KRFO
- Owatonna, Minnesota; United States;
- Frequency: 1390 kHz
- Branding: KRFO AM 1390/94.7 FM

Programming
- Format: Classic hits

Ownership
- Owner: Townsquare Media; (Townsquare License, LLC);
- Sister stations: KDHL, KRFO-FM, KQCL

History
- First air date: 1950
- Former call signs: KOBK (1950–1956)
- Call sign meaning: Radio From Owatonna

Technical information
- Licensing authority: FCC
- Facility ID: 30121
- Class: D
- Power: 500 watts day; 94 watts night;
- Transmitter coordinates: 44°04′29″N 93°10′46″W﻿ / ﻿44.07472°N 93.17944°W
- Translator: 94.7 K234DB (Owatonna)

Links
- Public license information: Public file; LMS;
- Webcast: Listen live
- Website: www.krforadio.com

= KRFO (AM) =

KRFO (1390 AM) is a classic hits music formatted radio station in Owatonna, Minnesota. The station is owned by Townsquare Media. Its programming is also carried on FM translator K234DB (94.7).

==History==
The station was first licensed on December 18, 1950, as KOBK. The call sign was changed to KRFO on May 1, 1956.
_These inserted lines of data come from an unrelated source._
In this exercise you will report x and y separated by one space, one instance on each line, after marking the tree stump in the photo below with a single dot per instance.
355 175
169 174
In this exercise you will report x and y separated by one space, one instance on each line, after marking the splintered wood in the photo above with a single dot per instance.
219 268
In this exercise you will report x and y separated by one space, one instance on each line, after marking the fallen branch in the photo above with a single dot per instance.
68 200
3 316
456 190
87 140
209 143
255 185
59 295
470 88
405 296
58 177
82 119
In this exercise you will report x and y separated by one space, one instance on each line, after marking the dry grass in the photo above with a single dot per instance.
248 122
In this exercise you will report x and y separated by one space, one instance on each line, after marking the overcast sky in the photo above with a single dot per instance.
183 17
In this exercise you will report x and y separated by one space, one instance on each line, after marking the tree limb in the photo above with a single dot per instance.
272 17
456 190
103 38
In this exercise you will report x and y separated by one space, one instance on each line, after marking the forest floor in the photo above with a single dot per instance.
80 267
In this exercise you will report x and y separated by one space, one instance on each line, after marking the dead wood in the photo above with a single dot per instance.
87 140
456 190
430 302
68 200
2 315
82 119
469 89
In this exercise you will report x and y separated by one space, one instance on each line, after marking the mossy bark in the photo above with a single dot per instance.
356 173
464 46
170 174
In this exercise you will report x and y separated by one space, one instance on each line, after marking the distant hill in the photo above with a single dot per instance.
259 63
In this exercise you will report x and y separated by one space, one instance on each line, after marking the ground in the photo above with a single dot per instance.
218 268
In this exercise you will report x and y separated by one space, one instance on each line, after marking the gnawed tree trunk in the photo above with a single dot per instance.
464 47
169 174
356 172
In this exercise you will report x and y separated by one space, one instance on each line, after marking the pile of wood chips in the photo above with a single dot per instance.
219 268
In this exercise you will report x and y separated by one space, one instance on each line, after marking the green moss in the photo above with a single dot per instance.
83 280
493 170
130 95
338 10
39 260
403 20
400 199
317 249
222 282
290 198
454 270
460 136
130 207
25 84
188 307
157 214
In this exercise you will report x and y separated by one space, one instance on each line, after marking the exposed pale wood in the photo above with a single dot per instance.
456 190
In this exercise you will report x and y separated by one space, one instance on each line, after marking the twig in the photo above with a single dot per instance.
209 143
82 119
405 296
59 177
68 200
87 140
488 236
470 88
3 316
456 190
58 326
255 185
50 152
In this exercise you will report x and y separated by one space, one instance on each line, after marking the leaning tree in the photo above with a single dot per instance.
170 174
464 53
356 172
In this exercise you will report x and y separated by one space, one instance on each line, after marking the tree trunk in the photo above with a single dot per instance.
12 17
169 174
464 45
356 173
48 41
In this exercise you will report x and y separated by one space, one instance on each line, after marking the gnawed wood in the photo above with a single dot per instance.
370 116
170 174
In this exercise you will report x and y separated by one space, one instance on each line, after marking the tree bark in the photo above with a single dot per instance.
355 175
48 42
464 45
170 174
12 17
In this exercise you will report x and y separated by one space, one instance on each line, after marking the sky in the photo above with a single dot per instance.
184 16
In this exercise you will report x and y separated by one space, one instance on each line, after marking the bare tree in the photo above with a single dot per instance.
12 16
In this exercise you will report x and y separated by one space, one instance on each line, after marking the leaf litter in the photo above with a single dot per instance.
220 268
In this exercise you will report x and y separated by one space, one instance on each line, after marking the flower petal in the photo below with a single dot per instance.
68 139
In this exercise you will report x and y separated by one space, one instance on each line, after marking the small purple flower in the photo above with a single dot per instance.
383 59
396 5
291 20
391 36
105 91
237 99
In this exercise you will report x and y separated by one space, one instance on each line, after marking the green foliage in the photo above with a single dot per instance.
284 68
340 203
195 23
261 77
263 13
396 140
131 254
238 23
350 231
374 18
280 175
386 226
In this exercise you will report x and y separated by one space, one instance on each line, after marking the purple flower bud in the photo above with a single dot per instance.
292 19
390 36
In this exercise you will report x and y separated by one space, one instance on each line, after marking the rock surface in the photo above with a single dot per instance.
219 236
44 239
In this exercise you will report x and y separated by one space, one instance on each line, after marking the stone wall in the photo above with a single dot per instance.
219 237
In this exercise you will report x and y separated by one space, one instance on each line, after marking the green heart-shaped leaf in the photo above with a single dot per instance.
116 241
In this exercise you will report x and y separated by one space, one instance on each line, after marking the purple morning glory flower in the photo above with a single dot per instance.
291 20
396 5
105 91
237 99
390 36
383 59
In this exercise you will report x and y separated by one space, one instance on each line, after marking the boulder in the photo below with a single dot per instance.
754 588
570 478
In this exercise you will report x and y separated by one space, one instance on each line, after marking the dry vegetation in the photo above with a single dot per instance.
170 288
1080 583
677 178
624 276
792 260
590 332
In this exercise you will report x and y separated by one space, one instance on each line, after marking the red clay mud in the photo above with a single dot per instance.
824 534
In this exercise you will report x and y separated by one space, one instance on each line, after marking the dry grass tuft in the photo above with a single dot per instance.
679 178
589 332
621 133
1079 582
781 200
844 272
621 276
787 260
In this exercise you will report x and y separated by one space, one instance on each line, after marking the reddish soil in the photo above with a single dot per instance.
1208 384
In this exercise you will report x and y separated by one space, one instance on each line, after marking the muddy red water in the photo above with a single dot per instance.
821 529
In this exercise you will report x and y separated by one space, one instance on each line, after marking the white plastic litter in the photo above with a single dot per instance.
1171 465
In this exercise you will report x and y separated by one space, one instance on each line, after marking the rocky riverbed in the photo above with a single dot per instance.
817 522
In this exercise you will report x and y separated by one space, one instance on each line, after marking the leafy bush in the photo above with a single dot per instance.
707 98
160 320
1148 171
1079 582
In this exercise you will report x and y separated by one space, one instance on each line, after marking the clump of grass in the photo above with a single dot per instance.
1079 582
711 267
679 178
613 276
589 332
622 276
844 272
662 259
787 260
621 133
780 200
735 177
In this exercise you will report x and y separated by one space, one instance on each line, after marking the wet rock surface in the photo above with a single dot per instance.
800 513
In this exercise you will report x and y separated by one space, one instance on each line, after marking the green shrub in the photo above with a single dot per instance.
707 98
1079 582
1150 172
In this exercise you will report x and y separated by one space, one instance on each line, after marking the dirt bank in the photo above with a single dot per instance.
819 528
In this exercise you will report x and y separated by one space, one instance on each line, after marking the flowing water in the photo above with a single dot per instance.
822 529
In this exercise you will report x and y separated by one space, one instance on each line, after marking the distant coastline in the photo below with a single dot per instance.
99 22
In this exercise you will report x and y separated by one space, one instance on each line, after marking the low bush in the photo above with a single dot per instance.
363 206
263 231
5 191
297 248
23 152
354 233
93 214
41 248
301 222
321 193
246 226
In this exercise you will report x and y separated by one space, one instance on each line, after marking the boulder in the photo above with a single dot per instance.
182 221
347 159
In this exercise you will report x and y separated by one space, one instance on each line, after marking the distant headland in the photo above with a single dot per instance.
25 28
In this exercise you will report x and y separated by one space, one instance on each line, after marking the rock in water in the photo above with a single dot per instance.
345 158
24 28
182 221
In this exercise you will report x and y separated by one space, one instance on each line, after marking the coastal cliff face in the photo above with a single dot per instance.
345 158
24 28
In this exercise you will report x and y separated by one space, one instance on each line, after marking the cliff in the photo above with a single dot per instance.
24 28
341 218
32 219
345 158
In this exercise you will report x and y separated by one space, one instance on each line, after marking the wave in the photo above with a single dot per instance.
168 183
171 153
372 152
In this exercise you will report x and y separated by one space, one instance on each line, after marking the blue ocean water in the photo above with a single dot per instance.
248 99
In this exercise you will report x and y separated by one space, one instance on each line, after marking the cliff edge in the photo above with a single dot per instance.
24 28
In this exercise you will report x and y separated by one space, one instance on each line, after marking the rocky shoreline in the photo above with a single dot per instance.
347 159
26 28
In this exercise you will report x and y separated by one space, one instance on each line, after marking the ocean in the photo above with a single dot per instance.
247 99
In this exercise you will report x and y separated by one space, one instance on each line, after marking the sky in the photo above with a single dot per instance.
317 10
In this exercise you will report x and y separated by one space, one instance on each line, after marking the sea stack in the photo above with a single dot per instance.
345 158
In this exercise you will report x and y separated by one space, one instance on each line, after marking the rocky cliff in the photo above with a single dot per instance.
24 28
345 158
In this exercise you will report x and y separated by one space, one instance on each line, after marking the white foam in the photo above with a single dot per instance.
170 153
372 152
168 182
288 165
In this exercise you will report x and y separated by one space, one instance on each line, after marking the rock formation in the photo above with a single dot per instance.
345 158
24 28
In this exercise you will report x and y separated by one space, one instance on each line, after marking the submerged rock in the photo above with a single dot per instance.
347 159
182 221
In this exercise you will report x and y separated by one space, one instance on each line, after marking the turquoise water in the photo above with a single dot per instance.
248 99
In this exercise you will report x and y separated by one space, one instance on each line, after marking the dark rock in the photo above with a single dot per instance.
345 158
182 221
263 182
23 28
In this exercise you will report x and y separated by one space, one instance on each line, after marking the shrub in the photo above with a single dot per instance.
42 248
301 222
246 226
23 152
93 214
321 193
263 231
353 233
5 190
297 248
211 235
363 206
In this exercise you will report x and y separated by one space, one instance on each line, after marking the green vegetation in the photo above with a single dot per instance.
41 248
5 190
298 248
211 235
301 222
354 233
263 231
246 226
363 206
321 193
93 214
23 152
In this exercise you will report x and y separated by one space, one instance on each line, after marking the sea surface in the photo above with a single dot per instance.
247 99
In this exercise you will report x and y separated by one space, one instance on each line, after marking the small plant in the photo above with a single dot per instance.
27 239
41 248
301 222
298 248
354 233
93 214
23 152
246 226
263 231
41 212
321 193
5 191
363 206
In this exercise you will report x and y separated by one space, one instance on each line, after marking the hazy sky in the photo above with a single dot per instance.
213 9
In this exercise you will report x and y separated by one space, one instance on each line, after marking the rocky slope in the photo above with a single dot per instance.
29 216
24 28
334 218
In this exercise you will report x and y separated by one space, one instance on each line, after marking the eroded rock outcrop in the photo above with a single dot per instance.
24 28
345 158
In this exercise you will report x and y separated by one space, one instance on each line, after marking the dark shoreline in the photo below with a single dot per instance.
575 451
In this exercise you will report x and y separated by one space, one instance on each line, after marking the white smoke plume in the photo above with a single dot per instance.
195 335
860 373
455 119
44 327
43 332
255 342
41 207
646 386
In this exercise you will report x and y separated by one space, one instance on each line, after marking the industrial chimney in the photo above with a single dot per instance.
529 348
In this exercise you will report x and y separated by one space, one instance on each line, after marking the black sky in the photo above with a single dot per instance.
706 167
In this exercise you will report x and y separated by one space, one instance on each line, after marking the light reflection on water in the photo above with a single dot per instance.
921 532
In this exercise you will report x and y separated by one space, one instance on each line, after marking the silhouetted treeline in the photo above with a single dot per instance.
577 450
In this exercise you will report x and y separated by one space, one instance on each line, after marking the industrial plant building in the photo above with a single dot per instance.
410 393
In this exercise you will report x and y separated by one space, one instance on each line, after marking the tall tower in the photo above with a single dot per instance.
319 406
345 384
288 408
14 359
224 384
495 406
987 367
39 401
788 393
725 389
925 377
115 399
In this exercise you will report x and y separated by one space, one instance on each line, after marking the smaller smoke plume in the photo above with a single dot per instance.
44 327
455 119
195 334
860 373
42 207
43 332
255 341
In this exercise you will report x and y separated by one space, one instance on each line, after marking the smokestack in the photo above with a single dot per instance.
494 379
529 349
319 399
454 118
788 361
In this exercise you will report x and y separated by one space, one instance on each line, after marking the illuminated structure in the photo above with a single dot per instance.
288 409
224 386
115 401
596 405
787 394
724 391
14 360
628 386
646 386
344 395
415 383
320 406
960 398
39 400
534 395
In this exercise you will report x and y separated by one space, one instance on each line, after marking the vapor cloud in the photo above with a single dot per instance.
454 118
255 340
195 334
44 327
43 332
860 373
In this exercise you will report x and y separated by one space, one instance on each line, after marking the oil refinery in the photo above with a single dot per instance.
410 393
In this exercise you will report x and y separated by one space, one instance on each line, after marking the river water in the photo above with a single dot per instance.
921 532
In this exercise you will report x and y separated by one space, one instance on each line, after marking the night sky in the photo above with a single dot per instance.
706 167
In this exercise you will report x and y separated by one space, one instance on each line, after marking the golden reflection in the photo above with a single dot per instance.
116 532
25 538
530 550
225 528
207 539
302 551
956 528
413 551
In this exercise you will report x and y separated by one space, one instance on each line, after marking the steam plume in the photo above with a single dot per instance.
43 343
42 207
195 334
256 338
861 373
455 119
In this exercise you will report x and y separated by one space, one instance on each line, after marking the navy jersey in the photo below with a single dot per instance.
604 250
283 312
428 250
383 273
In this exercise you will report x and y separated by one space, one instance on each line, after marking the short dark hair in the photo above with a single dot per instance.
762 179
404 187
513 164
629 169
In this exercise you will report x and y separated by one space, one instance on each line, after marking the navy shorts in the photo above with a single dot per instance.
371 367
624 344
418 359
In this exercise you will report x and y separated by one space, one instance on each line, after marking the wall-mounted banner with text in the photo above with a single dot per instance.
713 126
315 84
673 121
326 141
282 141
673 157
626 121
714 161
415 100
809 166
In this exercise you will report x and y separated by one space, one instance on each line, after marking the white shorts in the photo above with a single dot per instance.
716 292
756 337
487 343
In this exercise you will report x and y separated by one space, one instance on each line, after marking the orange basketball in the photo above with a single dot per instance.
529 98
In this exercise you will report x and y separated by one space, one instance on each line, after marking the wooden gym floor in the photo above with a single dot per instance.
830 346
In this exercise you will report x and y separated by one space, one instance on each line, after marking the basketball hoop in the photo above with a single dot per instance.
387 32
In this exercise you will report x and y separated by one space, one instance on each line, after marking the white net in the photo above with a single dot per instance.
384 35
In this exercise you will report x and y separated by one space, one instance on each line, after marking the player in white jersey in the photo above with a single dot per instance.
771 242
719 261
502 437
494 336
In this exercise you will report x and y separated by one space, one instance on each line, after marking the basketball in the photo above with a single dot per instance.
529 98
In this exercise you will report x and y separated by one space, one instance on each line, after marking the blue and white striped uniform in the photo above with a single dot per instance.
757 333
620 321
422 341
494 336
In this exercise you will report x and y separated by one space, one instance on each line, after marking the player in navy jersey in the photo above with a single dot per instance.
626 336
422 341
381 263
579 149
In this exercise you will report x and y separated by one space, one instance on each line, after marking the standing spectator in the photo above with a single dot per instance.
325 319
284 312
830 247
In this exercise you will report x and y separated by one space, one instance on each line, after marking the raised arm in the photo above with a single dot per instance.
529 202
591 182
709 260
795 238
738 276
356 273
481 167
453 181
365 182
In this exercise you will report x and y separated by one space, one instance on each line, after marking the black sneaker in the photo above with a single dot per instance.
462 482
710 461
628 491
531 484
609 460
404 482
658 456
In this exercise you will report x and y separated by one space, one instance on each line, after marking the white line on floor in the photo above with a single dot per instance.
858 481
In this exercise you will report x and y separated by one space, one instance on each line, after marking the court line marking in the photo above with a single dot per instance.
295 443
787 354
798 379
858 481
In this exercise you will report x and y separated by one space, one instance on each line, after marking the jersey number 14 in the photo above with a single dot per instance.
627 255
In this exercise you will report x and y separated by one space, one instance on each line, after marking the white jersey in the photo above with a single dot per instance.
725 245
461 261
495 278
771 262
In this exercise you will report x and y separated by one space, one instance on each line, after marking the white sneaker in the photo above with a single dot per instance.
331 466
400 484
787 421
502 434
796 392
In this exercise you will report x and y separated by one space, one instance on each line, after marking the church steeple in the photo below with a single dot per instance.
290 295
On August 30, 2013, a deal was announced in which Townsquare Media would acquire 53 Cumulus Media stations, including KRFO, for $238 million. The deal was part of Cumulus' acquisition of Dial Global; Townsquare and Dial Global were both controlled by Oaktree Capital Management. The sale to Townsquare was completed on November 14, 2013.

On April 4, 2021, KRFO's FM translator K234DB (94.7 FM) signed on the air and began simulcasting KRFO with a total of 250 watts.